1. Une approche globale et participative
RURANET/CID procède d'un effort de collaboration mené dans une approche participative impliquant les Nigériens tant au niveau national que local, les institutions internationales, les organisations non gouvernementales, l'ensemble mobilisant expertise et autres ressources pour répondre aux besoins des populations rurales en matière d'information et de communication pour le développement économique et social, orienté prioritairement sur la réduction de la pauvreté et la participation des populations rurales en faveur de la bonne gouvernance au plan local et national.
Les activités de RURANET/CID comprennent:
- Mise en place d'un réseau de 160 radios rurales solaires autogérées couvrant l'ensemble du territoire national (20 unités par région);
- Mise en place de Centres d'information pour le développement (CID) autour d'unités de radios rurales pour la promouvoir l'usage de l'énergie solaire pour la télévision, les pompes à eau, le séchage des fruits et légumes, la mouture des céréales ou l'accès aux multimédias;
- Des activités de formation pour renforcer la capacité des associations locales à gérer des activités d'information et de communication avec des productions de programmes de qualité, en langues locales.

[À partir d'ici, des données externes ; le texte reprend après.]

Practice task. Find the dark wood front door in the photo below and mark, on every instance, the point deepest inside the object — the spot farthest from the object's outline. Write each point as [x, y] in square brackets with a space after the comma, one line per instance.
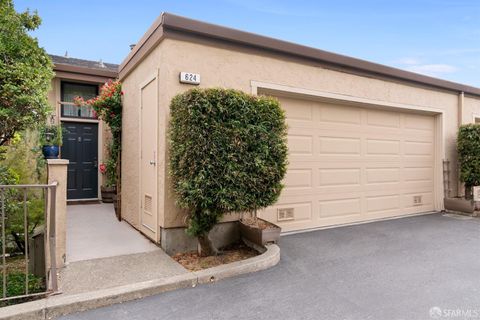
[80, 146]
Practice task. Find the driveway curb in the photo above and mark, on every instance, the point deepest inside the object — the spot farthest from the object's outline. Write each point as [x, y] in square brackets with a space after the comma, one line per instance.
[56, 306]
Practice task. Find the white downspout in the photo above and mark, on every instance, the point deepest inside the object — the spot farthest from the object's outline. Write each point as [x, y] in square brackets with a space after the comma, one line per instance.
[461, 100]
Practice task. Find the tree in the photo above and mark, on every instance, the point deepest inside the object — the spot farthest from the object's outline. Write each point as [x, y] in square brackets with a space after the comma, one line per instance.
[228, 153]
[25, 72]
[468, 146]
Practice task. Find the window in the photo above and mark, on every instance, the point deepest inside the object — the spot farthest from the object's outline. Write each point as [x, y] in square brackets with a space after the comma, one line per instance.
[71, 90]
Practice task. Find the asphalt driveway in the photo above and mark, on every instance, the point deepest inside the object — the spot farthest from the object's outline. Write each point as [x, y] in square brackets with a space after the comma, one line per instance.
[424, 267]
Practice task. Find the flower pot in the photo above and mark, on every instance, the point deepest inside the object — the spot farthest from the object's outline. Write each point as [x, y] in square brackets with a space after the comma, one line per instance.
[260, 232]
[50, 152]
[108, 193]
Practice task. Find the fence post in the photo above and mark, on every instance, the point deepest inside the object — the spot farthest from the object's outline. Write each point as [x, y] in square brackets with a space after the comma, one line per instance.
[57, 172]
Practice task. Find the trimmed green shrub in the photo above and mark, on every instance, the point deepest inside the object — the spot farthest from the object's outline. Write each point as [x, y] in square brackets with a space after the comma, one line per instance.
[468, 146]
[16, 286]
[228, 153]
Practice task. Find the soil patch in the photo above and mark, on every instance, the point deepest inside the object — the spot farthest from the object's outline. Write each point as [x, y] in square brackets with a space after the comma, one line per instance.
[258, 223]
[193, 262]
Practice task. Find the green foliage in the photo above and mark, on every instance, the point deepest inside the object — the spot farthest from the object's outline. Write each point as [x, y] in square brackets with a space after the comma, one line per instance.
[25, 73]
[51, 135]
[16, 285]
[22, 163]
[228, 153]
[468, 146]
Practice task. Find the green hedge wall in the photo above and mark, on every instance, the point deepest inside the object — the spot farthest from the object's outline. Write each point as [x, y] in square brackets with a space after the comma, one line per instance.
[228, 153]
[468, 146]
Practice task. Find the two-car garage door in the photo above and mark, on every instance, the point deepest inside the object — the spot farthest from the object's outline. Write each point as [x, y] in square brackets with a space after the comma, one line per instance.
[349, 164]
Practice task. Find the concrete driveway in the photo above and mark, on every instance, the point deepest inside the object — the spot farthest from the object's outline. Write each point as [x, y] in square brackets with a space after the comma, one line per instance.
[424, 267]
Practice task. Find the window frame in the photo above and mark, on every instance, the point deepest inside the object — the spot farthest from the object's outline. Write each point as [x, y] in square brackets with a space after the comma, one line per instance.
[62, 102]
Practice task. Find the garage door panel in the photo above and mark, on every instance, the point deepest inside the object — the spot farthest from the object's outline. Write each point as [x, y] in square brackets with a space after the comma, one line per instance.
[331, 145]
[383, 119]
[300, 145]
[340, 207]
[332, 113]
[349, 164]
[298, 179]
[339, 177]
[382, 202]
[382, 175]
[419, 122]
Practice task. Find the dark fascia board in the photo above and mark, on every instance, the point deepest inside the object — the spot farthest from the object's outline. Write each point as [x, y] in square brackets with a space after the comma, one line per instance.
[76, 70]
[173, 22]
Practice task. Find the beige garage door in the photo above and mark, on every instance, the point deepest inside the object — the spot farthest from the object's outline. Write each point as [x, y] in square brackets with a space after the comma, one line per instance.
[351, 164]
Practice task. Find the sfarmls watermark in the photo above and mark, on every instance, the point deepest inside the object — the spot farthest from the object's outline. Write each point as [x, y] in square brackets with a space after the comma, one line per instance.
[445, 313]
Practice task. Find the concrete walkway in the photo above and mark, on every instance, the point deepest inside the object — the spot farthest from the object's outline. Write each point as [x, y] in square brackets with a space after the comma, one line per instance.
[104, 253]
[103, 273]
[94, 232]
[412, 268]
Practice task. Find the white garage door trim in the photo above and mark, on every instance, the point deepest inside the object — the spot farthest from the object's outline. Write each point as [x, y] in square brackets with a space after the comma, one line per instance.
[438, 114]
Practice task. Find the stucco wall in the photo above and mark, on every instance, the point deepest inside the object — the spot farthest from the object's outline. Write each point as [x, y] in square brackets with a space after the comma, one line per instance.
[471, 109]
[231, 68]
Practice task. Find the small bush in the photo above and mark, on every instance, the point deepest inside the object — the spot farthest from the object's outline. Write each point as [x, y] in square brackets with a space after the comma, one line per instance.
[228, 153]
[16, 286]
[468, 146]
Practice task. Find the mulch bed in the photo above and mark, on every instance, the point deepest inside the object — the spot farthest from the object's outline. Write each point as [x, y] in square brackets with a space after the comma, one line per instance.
[258, 223]
[237, 252]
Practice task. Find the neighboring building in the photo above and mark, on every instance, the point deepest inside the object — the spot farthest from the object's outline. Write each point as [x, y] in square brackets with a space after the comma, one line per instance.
[366, 141]
[85, 137]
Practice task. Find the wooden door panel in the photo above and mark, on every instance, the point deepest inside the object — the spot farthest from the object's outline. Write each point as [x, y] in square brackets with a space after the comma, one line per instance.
[80, 147]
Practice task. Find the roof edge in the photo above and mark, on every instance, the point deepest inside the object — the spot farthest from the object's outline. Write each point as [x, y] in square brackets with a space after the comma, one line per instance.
[85, 71]
[168, 21]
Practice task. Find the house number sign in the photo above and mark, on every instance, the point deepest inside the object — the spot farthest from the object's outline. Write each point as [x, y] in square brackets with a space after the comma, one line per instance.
[190, 78]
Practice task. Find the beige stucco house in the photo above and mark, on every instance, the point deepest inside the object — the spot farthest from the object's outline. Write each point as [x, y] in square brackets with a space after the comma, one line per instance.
[366, 141]
[86, 138]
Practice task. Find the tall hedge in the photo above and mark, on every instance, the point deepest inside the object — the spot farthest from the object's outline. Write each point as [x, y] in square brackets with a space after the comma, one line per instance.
[468, 146]
[228, 153]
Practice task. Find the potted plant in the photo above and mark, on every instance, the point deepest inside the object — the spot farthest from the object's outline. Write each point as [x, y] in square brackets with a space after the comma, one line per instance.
[107, 106]
[51, 139]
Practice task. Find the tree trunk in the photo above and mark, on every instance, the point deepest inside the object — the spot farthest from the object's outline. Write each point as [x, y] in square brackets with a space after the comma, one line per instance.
[206, 246]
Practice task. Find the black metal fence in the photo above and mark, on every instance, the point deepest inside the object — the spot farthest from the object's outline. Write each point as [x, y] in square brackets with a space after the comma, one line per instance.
[27, 253]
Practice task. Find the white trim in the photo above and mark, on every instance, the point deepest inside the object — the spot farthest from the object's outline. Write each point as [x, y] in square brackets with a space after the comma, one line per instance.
[99, 153]
[359, 101]
[83, 199]
[323, 95]
[142, 85]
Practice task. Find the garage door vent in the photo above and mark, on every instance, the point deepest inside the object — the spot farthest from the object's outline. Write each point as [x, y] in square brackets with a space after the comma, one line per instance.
[285, 214]
[417, 200]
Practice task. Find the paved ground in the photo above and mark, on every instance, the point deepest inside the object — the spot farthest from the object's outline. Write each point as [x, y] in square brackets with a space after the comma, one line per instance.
[398, 269]
[103, 252]
[102, 273]
[94, 232]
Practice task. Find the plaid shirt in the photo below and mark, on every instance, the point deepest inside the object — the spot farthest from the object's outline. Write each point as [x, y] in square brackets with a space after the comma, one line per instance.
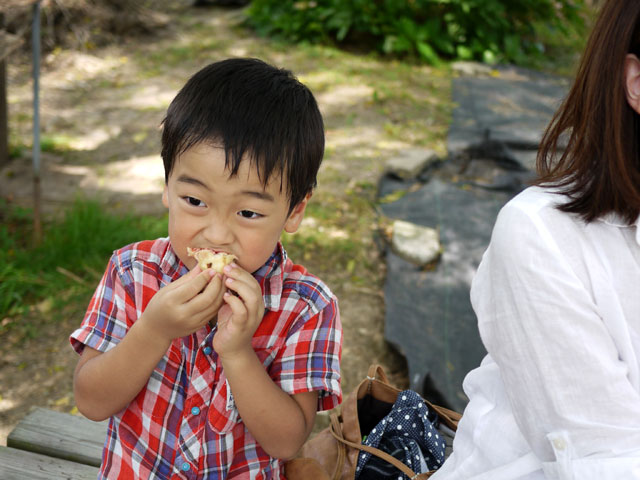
[184, 424]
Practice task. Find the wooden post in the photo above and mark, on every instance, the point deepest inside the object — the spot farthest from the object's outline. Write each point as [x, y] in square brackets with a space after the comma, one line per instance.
[35, 47]
[4, 115]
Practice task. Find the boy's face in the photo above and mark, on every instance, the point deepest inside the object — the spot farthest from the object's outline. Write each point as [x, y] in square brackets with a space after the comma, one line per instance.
[236, 215]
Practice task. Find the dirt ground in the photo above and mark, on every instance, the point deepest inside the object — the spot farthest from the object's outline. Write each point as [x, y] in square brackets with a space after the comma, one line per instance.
[104, 107]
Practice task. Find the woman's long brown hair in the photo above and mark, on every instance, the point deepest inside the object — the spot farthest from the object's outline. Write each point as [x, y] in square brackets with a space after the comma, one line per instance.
[599, 169]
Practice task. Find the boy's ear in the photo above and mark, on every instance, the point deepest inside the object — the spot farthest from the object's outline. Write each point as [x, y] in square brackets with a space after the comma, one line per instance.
[165, 196]
[632, 81]
[296, 215]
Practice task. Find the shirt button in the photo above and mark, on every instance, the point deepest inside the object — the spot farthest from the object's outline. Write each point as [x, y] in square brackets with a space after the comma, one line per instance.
[560, 444]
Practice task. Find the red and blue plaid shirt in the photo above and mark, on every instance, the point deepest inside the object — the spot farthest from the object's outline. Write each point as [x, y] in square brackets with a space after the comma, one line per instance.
[184, 424]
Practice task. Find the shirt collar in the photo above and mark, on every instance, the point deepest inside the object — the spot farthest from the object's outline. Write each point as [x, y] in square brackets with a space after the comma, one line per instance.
[615, 220]
[270, 276]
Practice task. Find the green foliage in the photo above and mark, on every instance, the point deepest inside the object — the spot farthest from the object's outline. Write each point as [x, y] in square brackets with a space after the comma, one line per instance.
[486, 30]
[71, 257]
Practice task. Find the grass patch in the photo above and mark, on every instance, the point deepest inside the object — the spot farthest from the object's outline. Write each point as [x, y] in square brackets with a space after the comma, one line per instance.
[68, 263]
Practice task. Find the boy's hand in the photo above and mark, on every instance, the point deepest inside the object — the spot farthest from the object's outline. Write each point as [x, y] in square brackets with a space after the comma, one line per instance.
[184, 306]
[241, 314]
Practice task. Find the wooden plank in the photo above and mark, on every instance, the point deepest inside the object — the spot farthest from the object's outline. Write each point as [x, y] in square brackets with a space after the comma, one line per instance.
[60, 435]
[21, 465]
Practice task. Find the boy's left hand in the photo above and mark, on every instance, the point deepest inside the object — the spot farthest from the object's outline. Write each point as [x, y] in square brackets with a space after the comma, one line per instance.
[240, 315]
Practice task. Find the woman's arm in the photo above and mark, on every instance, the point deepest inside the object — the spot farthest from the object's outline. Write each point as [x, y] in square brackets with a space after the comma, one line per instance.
[547, 315]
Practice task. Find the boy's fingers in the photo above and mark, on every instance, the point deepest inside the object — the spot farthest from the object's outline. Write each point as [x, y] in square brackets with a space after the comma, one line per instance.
[194, 285]
[247, 292]
[212, 291]
[238, 308]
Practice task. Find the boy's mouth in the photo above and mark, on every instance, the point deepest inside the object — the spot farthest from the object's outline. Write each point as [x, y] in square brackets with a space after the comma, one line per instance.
[209, 258]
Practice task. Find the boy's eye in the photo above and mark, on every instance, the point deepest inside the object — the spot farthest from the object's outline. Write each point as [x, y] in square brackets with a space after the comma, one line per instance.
[248, 214]
[194, 201]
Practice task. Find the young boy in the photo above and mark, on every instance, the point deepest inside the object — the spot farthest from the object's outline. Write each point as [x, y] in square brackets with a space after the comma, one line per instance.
[208, 375]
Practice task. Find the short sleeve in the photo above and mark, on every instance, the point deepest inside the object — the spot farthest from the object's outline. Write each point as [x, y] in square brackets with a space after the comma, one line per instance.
[310, 357]
[109, 316]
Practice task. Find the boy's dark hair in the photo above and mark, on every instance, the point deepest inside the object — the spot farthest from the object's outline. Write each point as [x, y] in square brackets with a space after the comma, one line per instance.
[599, 170]
[251, 108]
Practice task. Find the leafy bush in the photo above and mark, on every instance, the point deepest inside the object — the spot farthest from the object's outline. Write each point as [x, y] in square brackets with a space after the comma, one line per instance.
[487, 30]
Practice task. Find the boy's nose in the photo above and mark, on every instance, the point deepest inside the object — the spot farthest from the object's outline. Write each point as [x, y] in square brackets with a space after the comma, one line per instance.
[217, 232]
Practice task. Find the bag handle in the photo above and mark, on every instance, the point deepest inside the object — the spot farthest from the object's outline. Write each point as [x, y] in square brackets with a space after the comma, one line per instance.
[377, 372]
[335, 425]
[337, 433]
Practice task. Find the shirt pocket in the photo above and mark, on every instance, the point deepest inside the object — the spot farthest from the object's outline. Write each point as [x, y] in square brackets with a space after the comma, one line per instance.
[153, 400]
[223, 414]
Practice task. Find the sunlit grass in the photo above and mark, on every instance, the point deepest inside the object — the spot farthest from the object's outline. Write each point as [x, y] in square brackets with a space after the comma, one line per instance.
[68, 263]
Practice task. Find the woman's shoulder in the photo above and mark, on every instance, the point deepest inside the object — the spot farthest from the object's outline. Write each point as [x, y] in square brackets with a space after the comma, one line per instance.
[538, 207]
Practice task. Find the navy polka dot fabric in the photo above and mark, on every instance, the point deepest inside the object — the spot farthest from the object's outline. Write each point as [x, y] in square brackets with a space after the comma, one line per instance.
[409, 434]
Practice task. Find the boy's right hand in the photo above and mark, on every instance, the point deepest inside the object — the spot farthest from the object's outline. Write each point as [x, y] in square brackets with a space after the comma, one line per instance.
[184, 306]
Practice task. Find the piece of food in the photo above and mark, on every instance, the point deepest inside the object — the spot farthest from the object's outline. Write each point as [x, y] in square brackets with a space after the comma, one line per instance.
[207, 258]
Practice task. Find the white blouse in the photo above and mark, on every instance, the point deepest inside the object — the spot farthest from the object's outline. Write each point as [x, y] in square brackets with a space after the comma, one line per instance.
[558, 307]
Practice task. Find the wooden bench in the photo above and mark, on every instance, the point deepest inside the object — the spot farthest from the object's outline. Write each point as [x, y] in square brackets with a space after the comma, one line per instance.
[49, 445]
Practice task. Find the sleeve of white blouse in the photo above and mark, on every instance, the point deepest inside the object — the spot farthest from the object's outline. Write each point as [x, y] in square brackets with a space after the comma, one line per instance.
[568, 387]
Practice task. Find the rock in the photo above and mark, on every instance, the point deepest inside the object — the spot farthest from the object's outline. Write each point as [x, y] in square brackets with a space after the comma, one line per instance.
[416, 244]
[428, 317]
[410, 163]
[472, 69]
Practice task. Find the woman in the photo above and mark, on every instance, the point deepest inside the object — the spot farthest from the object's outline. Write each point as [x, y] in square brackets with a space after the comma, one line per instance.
[557, 294]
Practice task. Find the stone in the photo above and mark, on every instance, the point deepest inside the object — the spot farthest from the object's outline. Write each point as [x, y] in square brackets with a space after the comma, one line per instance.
[411, 162]
[416, 244]
[429, 318]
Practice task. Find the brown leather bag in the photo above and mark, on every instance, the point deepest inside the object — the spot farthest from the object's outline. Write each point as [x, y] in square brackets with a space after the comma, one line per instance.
[332, 454]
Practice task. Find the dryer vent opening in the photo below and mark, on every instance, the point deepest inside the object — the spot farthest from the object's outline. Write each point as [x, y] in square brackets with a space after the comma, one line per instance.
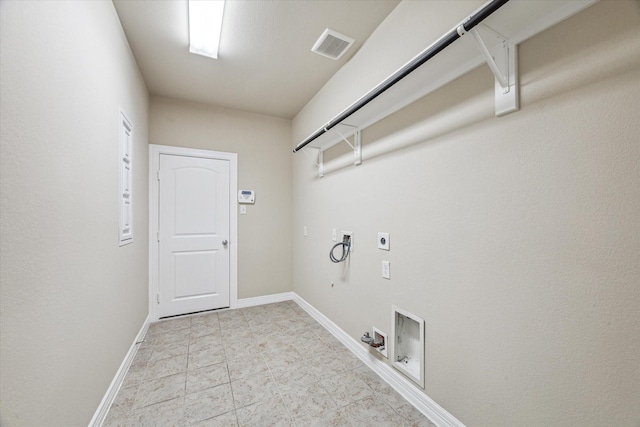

2. Une stratégie à long terme
S'inscrivant dans le cadre de la stratégie nationale de réduction de la pauvreté et de la politique nationale de la communication dont le Gouvernement achève la formulation avec l'appui des institutions de Bretton Woods, de l'UNICEF et de la FAO, l'initiative RURANET/CID requiert plusieurs années pour sa mise en œuvre. Depuis son démarrage l'été 1999, trois phases principales ont été identifiées.
- An 2000: phase expérimentaleavec la mise en place d'un premier réseau de huit radios rurales solaires autogérées, une dans chacune des régions du pays à l'exception du District urbain de Niamey. Le partenariat opérationnel en cette phase est composé du PNUD, d'ACMAD (Centre africain de la météorologie appliquée au développement) et de la SNV (Coopération hollandaise).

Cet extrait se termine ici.